Scalable Random Feature Latent Variable Models

Random feature latent variable models (RFLVMs) are state-of-the-art tools for uncovering structure in high-dimensional, non-Gaussian data. However, their reliance on Monte Carlo sampling significantly limits scalability, posing challenges for large-scale applications. To overcome these limitations, we develop a scalable RFLVM framework based on variational Bayesian inference (VBI), a deterministic and optimization-based alternative to sampling methods. Applying VBI to RFLVMs is nontrivial due to two key challenges: (i) the lack of an explicit probability density function (PDF) for Dirichlet process (DP) mixing weights, and (ii) the inefficiency of existing VBI approaches when handling the high-dimensional variational parameters of RFLVMs. To address these issues, we adopt the stick-breaking construction for the DP, which provides an explicit and tractable PDF over mixing weights, and propose a novel inference algorithm, block coordinate descent variational inference (BCD-VI), which partitions variational parameters into blocks and applies tailored solvers to optimize them efficiently.

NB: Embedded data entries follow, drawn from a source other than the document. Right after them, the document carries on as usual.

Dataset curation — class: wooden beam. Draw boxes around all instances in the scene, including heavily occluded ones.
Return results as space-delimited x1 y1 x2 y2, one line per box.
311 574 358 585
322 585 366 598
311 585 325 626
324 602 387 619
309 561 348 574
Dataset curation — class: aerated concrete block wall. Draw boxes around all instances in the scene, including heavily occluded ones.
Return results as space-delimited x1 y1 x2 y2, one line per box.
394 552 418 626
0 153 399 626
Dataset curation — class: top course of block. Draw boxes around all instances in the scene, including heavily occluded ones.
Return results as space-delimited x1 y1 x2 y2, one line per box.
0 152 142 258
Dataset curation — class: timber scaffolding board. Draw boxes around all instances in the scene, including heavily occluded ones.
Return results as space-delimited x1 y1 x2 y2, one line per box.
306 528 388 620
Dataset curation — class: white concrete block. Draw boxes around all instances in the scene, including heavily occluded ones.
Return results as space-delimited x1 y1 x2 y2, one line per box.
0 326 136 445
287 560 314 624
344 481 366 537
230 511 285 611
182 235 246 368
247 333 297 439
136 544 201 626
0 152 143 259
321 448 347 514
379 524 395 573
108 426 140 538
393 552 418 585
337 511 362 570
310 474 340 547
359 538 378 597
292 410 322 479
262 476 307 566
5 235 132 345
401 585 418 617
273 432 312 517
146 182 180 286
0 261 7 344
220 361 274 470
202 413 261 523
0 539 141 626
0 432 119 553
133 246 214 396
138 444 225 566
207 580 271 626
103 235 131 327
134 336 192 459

The resulting scalable model, referred to as SRFLVM, supports various likelihoods; we demonstrate its effectiveness under Gaussian and logistic settings. Extensive experiments on diverse benchmark datasets show that SRFLVM achieves superior scalability, computational efficiency, and performance in latent representation learning and missing data imputation, consistently outperforming state-of-the-art latent variable models, including deep generative approaches.